Yesterday we (the Wiccan circle at San Quentin State Prison) did a combination Midsummer and Fathers’ Day celebration, after the noisy Juneteenth celebration in the main prison yard.  We have to meet when and where permitted, and with limited access to such things as water for bathing or bonfires.  (There is water for drinking.)

Most times we meet in a little storage room off the breezeway where the Roman Catholic, Protestant, Jewish, and Islamic chapels are.  It is literally a storeroom, with stacks of folding chairs and tables and old file cabinets.  Since I’ve been going there the file cabinets were moved.  At this point, it’s been cleaned out enough that we only have two tables and a bunch of stacked chairs.  It’s considered to be the Minority Faiths Chapel.

About six months ago we were given an outdoor worship space, mainly because the Native American inmates have one where they do sweats and grow sacred herbs.  They also have a shelter and a few trees.  Our space, when I first saw it, was a large flat plot of mud surrounded by a chain link fence, next to the NA space and bordering the main yard.  Pretty dismal, I must say.  It remains locked except when opened by a guard for services.

We share this space with the Odinists and the Ifa group.  There’s also a Hawaiian group that shares the minority faiths chapel with us.  Each group has a locker for supplies and a few books.

Anyway, for the first time we used our outdoor space for Midsummer.  The circle has used that space a bit at times when I didn’t come in, but this was my first time.  It’s dust rather than mud at this season.  Now there are three lockers and a picnic table.

Since there is some territorial competition between the Odinists and everyone else, I’ve tried to figure out what we can do, within prison restrictions, to beautify our space.  The CRM (Community Resources Manager), the main person that all of us volunteers interact with, told me that the Odinists had marked the concrete foundations of the poles that supported the cyclone fence with sigils of some kind, and that the prison had immediately removed them.  This didn’t bode well.

I’ve been scheming with the men in the circle and our sponsor, the RC chaplain (formerly our in-house sponsor was the NA chaplain) to get a tree.  Fr. George says that the current Assistant Warden hates anything green and would never permit it.  His plan is to wait until she’s reassigned to another prison administration job at another facility, and then try for a tree.

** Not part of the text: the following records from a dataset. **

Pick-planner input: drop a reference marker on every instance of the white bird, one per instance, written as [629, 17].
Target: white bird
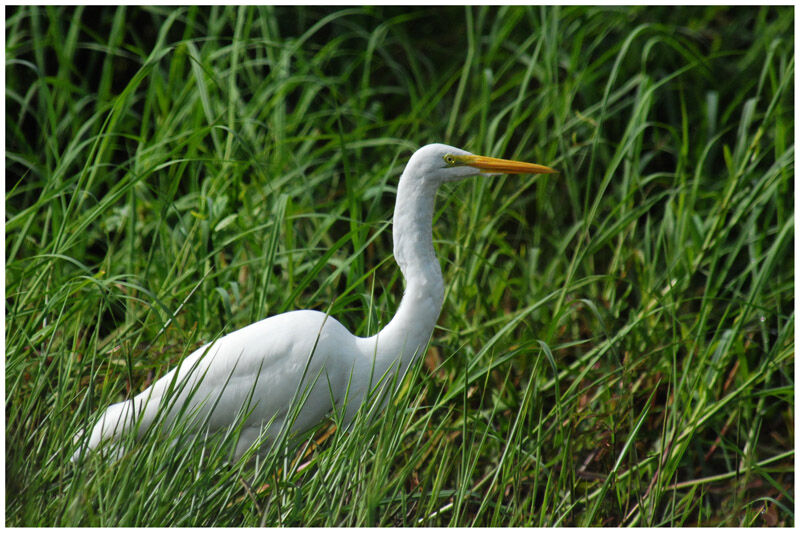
[258, 371]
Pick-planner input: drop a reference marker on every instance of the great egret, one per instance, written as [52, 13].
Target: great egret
[260, 368]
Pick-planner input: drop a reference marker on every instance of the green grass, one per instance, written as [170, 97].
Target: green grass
[616, 345]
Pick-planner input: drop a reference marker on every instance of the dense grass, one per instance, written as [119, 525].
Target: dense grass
[616, 345]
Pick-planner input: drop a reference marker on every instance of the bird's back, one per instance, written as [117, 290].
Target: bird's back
[250, 372]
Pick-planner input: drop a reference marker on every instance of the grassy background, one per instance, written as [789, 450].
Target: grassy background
[616, 345]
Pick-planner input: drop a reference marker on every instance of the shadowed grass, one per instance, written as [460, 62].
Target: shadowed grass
[616, 345]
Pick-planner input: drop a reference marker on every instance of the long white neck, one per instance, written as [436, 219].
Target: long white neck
[405, 337]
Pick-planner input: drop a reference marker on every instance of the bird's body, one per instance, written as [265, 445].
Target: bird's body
[307, 356]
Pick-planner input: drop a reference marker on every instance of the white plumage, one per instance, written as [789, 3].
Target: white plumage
[262, 368]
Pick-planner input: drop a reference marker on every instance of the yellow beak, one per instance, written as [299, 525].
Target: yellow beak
[504, 166]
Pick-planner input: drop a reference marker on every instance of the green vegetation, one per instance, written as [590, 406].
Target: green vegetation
[616, 345]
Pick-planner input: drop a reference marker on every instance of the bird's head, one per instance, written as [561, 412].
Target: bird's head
[439, 163]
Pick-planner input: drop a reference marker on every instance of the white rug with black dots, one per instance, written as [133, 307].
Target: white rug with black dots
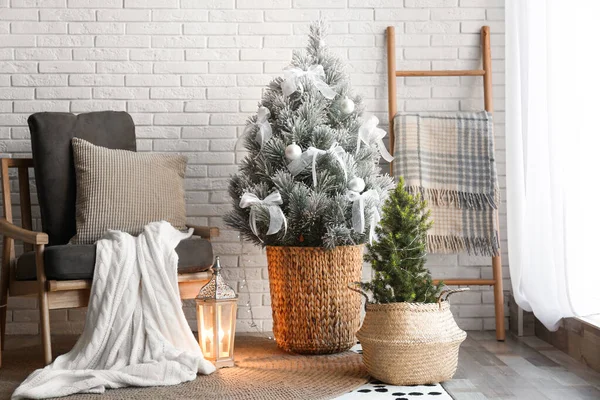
[381, 391]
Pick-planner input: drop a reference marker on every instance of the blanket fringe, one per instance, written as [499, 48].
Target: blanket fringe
[478, 246]
[457, 199]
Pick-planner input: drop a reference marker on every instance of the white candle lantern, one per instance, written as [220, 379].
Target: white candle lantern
[216, 306]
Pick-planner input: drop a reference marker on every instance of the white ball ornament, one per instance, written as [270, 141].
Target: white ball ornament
[293, 152]
[347, 106]
[356, 184]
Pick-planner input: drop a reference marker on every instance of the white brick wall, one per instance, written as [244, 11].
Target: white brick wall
[191, 71]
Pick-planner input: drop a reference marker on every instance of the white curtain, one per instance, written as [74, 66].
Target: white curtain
[553, 156]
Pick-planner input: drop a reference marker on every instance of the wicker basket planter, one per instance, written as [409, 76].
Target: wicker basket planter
[313, 310]
[410, 343]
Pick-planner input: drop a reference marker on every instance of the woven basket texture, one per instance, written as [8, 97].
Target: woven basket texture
[410, 343]
[314, 312]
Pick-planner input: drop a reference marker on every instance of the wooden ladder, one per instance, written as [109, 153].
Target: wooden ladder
[486, 73]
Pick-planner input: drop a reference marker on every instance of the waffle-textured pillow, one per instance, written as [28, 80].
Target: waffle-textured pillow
[124, 190]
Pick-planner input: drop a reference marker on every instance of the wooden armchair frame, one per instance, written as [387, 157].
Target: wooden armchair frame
[52, 294]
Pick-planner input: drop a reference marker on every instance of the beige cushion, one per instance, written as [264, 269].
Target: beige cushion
[124, 190]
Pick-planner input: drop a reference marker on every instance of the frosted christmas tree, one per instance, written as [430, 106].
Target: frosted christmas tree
[311, 176]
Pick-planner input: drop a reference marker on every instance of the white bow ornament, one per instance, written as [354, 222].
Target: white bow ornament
[369, 132]
[315, 73]
[358, 211]
[273, 201]
[310, 156]
[265, 131]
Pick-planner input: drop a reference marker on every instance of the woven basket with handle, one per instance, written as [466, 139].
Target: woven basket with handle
[410, 343]
[313, 310]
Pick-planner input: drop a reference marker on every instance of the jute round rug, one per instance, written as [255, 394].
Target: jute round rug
[262, 371]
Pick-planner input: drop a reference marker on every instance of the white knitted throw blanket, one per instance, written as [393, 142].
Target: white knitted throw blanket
[135, 331]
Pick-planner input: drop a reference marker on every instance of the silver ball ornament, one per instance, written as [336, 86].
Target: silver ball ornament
[347, 106]
[356, 184]
[293, 152]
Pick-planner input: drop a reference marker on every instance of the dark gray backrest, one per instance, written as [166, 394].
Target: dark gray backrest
[51, 135]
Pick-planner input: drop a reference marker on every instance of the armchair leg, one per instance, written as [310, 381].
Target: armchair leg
[4, 276]
[43, 300]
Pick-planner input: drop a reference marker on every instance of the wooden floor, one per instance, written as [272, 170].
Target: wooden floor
[520, 368]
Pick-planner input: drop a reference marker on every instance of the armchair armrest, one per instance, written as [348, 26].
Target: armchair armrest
[205, 232]
[16, 232]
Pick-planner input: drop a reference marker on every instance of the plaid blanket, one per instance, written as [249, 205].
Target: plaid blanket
[449, 160]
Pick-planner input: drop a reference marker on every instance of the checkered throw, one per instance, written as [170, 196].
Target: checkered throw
[449, 160]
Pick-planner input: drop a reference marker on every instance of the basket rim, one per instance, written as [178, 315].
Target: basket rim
[315, 247]
[408, 342]
[406, 306]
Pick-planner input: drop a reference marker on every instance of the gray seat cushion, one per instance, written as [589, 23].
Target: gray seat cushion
[51, 135]
[67, 262]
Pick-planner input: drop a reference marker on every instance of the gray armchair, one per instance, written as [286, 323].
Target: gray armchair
[60, 274]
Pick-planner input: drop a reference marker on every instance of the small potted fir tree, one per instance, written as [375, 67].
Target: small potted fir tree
[409, 335]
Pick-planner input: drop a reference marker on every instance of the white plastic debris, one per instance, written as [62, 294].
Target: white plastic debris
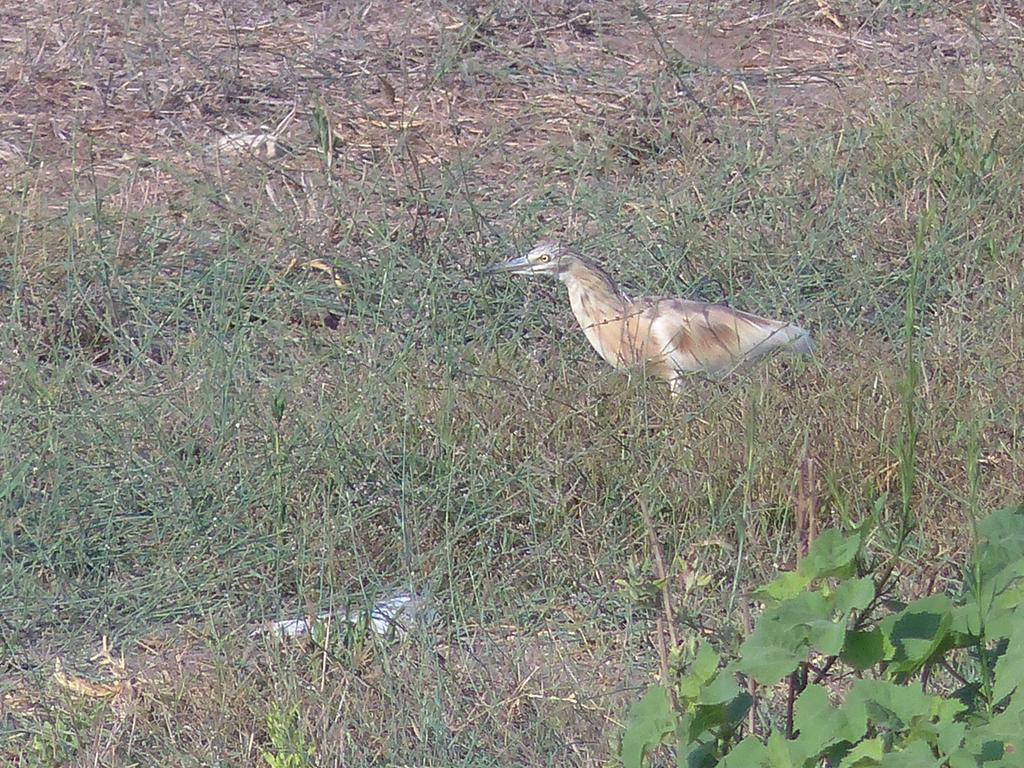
[393, 615]
[264, 144]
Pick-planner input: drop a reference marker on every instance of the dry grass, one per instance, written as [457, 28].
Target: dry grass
[446, 434]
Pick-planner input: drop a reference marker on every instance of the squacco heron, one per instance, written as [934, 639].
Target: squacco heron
[669, 337]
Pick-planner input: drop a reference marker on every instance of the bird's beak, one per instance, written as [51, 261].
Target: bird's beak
[518, 265]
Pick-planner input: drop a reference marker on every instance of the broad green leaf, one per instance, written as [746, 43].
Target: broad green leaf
[748, 754]
[785, 632]
[854, 594]
[767, 664]
[783, 587]
[832, 554]
[914, 755]
[702, 670]
[822, 726]
[777, 751]
[950, 736]
[826, 636]
[723, 688]
[697, 755]
[651, 719]
[863, 649]
[867, 754]
[890, 706]
[999, 563]
[916, 632]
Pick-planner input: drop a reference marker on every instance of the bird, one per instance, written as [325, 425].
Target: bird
[669, 337]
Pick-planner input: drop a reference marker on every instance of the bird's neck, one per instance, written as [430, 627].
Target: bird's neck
[593, 293]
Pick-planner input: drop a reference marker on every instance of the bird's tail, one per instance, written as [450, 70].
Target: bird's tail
[795, 339]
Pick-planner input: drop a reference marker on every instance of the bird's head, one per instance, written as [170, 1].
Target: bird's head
[547, 257]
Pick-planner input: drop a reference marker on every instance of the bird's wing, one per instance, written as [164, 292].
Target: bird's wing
[715, 338]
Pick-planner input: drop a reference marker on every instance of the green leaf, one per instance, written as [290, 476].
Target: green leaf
[865, 755]
[854, 594]
[821, 726]
[784, 633]
[748, 754]
[832, 554]
[863, 649]
[766, 664]
[699, 755]
[890, 706]
[651, 719]
[1009, 672]
[723, 688]
[993, 580]
[702, 670]
[783, 587]
[777, 751]
[916, 633]
[914, 755]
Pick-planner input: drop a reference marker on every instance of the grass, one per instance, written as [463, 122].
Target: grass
[197, 439]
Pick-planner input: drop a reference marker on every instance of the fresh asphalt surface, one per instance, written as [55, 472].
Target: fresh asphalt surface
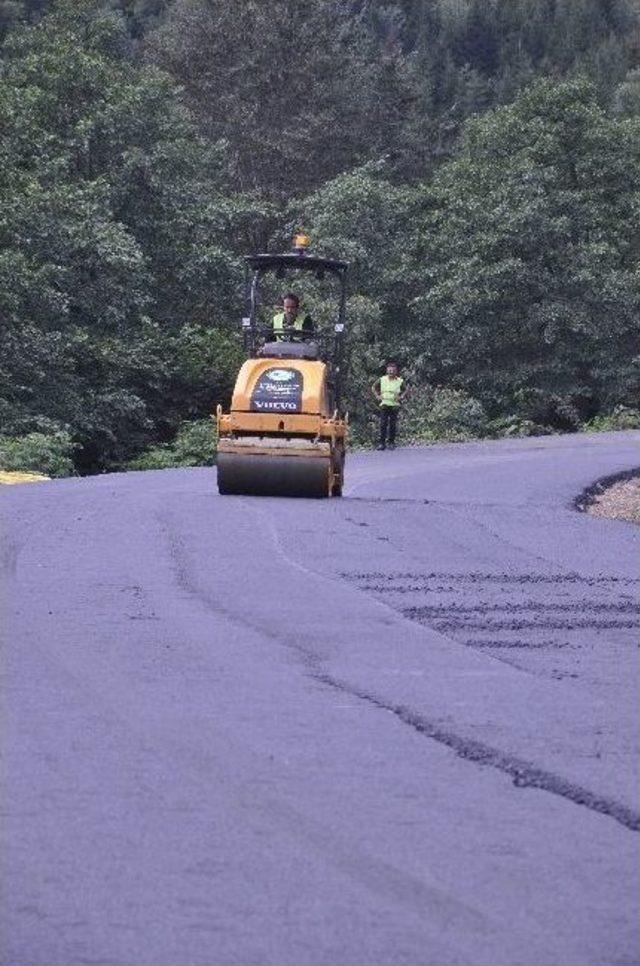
[396, 728]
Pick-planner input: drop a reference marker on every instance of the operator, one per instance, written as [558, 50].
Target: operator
[292, 318]
[390, 392]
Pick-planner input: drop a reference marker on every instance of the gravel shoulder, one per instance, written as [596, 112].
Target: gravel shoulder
[619, 501]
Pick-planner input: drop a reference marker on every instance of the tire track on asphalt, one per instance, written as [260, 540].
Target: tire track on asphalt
[525, 774]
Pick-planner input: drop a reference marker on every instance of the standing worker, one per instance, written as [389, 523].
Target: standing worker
[390, 392]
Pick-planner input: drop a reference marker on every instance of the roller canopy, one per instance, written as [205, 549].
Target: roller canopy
[310, 263]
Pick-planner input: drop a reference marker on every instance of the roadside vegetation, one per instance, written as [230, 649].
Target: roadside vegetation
[620, 501]
[477, 163]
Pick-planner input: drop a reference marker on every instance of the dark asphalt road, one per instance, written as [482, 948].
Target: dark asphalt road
[398, 728]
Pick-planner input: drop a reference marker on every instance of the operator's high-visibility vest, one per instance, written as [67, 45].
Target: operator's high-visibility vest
[390, 390]
[278, 323]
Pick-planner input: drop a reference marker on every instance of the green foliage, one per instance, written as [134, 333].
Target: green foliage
[442, 414]
[621, 417]
[194, 445]
[146, 145]
[526, 269]
[50, 454]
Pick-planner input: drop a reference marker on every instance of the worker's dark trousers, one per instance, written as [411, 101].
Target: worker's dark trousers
[388, 424]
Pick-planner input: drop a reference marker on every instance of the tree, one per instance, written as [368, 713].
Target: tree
[529, 248]
[114, 211]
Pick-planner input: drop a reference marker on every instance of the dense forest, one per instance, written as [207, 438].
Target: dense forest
[476, 161]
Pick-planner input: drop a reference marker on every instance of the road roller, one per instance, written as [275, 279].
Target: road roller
[285, 433]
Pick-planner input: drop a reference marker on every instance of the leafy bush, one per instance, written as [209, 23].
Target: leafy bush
[622, 417]
[39, 453]
[194, 445]
[444, 414]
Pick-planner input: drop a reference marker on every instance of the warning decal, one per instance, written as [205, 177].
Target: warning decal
[278, 390]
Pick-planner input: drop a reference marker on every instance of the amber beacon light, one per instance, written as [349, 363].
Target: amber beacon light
[301, 243]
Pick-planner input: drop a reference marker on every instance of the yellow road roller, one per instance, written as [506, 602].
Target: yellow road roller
[285, 433]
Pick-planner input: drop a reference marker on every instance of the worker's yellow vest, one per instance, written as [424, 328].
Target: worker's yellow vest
[278, 323]
[390, 390]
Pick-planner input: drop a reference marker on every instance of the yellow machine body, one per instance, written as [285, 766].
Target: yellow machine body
[281, 436]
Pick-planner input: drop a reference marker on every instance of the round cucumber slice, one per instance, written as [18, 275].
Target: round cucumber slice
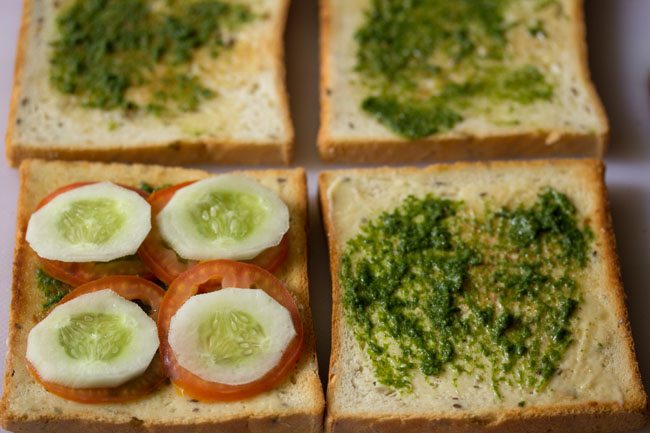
[95, 340]
[99, 222]
[223, 217]
[231, 336]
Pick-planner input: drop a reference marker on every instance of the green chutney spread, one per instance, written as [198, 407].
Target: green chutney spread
[137, 54]
[435, 288]
[426, 64]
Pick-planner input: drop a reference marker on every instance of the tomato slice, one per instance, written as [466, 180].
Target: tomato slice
[210, 276]
[132, 288]
[79, 273]
[167, 265]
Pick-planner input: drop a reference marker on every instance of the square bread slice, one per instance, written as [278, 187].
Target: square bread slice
[246, 122]
[294, 406]
[547, 35]
[597, 385]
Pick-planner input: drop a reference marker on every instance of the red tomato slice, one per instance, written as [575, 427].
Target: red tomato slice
[213, 275]
[131, 288]
[79, 273]
[167, 265]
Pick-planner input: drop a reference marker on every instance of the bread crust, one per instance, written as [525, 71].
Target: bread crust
[586, 417]
[174, 152]
[260, 414]
[455, 146]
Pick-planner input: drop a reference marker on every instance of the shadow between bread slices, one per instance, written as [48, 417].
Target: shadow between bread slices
[484, 383]
[296, 404]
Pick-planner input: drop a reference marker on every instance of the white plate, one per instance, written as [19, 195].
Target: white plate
[618, 38]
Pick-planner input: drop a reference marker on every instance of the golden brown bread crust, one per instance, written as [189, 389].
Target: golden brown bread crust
[579, 418]
[535, 144]
[165, 153]
[165, 410]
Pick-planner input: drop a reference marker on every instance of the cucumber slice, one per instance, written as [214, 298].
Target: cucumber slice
[223, 217]
[95, 340]
[231, 336]
[93, 223]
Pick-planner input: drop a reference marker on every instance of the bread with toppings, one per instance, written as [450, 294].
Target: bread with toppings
[245, 120]
[596, 385]
[294, 406]
[554, 111]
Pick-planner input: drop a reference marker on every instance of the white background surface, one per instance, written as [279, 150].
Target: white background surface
[619, 41]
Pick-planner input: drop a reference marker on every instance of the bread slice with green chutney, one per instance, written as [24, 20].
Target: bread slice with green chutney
[477, 297]
[295, 405]
[187, 82]
[436, 80]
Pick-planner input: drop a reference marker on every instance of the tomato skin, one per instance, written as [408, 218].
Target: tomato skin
[210, 276]
[166, 264]
[131, 288]
[77, 273]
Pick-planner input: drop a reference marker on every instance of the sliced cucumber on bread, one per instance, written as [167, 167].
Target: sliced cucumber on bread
[98, 222]
[98, 339]
[223, 217]
[231, 336]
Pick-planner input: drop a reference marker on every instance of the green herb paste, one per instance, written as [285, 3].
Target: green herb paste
[108, 50]
[425, 63]
[52, 290]
[430, 286]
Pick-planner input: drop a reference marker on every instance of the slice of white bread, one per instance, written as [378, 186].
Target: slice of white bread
[573, 123]
[296, 405]
[599, 388]
[247, 121]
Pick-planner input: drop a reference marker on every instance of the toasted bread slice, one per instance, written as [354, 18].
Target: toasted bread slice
[294, 406]
[597, 385]
[247, 121]
[570, 123]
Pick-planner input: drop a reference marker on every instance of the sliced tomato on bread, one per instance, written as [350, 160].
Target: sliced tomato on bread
[77, 273]
[212, 276]
[131, 288]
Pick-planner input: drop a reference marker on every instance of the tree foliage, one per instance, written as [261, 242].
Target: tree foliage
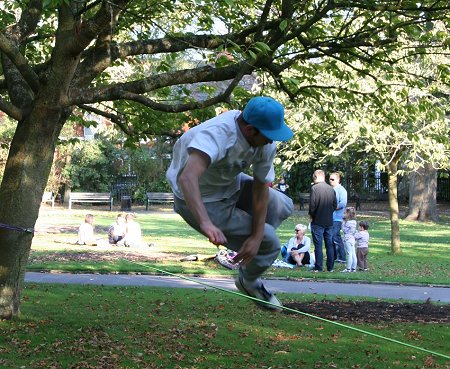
[63, 57]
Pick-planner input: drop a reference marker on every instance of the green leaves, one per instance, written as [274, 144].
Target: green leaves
[51, 4]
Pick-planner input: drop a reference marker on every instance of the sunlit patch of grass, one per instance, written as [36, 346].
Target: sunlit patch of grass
[65, 326]
[424, 258]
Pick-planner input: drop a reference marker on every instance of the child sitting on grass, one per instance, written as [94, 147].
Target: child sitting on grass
[362, 248]
[86, 232]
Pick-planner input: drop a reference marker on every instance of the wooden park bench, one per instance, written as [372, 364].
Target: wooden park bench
[91, 197]
[158, 197]
[49, 197]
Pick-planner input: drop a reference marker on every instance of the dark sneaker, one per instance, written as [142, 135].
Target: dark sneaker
[258, 291]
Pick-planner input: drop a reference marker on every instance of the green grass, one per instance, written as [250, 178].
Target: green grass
[65, 326]
[424, 259]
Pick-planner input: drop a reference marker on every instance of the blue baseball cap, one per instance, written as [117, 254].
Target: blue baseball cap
[267, 115]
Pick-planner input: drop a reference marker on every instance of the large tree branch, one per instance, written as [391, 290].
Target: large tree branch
[29, 20]
[19, 61]
[11, 110]
[106, 17]
[118, 91]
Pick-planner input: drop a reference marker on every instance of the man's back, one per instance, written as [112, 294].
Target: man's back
[322, 204]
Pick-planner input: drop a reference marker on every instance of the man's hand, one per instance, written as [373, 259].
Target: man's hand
[248, 251]
[214, 234]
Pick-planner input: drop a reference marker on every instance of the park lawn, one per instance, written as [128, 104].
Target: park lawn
[424, 259]
[71, 326]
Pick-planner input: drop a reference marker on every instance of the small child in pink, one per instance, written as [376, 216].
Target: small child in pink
[362, 248]
[349, 229]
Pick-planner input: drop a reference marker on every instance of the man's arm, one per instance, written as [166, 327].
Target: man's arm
[260, 201]
[188, 180]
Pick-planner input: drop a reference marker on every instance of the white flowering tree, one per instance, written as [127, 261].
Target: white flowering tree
[57, 58]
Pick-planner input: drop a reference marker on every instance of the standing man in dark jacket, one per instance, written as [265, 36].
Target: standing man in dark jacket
[322, 203]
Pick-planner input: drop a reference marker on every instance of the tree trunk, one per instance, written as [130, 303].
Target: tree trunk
[25, 177]
[422, 194]
[393, 206]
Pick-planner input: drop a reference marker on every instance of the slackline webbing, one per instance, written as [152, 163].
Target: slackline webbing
[295, 311]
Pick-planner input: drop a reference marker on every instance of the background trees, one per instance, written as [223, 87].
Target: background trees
[58, 58]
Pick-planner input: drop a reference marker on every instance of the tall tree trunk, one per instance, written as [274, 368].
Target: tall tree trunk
[422, 194]
[25, 177]
[393, 206]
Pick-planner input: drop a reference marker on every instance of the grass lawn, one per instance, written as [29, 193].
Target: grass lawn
[425, 256]
[129, 327]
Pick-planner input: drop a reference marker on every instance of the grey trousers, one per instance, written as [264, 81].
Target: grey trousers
[233, 216]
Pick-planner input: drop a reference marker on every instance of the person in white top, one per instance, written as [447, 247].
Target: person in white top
[230, 208]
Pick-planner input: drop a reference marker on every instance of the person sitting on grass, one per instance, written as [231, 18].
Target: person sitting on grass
[117, 230]
[133, 235]
[86, 231]
[297, 249]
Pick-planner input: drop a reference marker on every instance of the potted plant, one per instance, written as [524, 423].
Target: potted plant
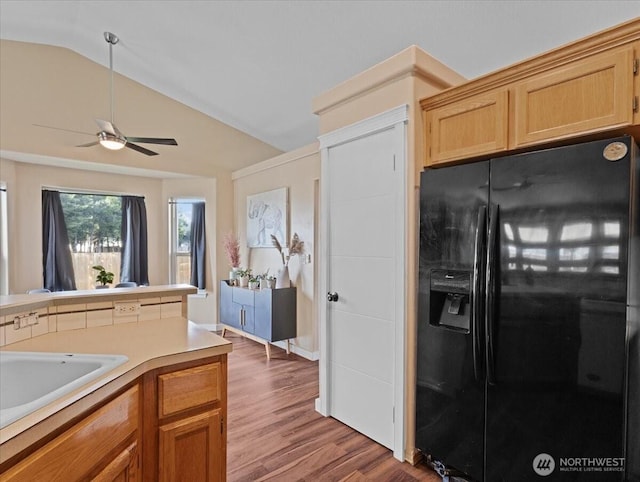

Anyway, yesterday we brought down some of supplies in order to do a Midsummer ritual.  To my surprise, the Odinists had cleaned up the space, made paths, a pit in the center, hopefully for a small bonfire in future, and planted several flowers, succulents, and shrubs around the border.  What a wonderful surprise!  I noticed that all of the plants were species that were already growing elsewhere on the prison grounds: dainty white alyssum, blue Nile lilies, variegated leaf geraniums, and others.  It’s amazing what inmates manage to do with almost nothing in the way of materials.

I had brought down our flags that we hang around the room to brighten it up and to some extent demarcate a circle.  One has the eight sabbats and the other has five elements.  They’re brightly colored batiks.  So we hung the sabbat flags across the fence on the yard side.  I know that some of the men report disdain from other inmates, particularly the Christians, that they are devil worshippers, so I figured if they saw me, a harmless old lady, and some flags with pretty images like the Maypole dancing on the Beltane flag, that might go some way towards dispelling these mistaken impressions.

Sure enough, soon some Odinists came over to know what we were doing.  I greeted them cordially and thanked them for the work they’d done beautifying the space.

Although we’re not looking to proselytize, we’d welcome a few more men in our circle.  So that was another reason to hang the flags.  I know what we were doing behind that fence was noticed by everyone in the yard on that bright sunny day.  We shall see.

Meanwhile, we did a simplified ritual celebrating the Sun and fathers.  We included an individual salt water blessing of the crowns of our heads, our eyes, lips, palms, hearts, and the soles of our feet.  Plus, we were able to use lots of frankincense for the occasion.  All the men in our circle love lots of incense, as do I, and like to carry the scents of the circle in their clothing and hair for a time when they return to regular prison lives.

We allowed some time for meditation on what the Sun illuminated for us, and for fathers and fatherhood, since everyone has fathers even if they don’t know who they are, as was the case with one there, and most of them are fathers and grandfathers.

After we concluded, I asked one of the men to gather up some of the soil there and wrap it in a piece of paper so I could take it to my botanist friend to help her figure out what is the best kind of tree, the one most likely to thrive, in our space.  Then, I guess, we wait for the current Assistant Warden to move on in the system.

Or I get together with the Ifa babaloo and the Asatru/Odinists to petition for a tree.  I noted there were three trees growing in the NA space and all seemed healthy.  I’m embarrassed to say I couldn’t identify their species.  However, basically, what’s allowed in the way of worship space and materials is permissible for other groups, so I may try to play that card sometime down the line.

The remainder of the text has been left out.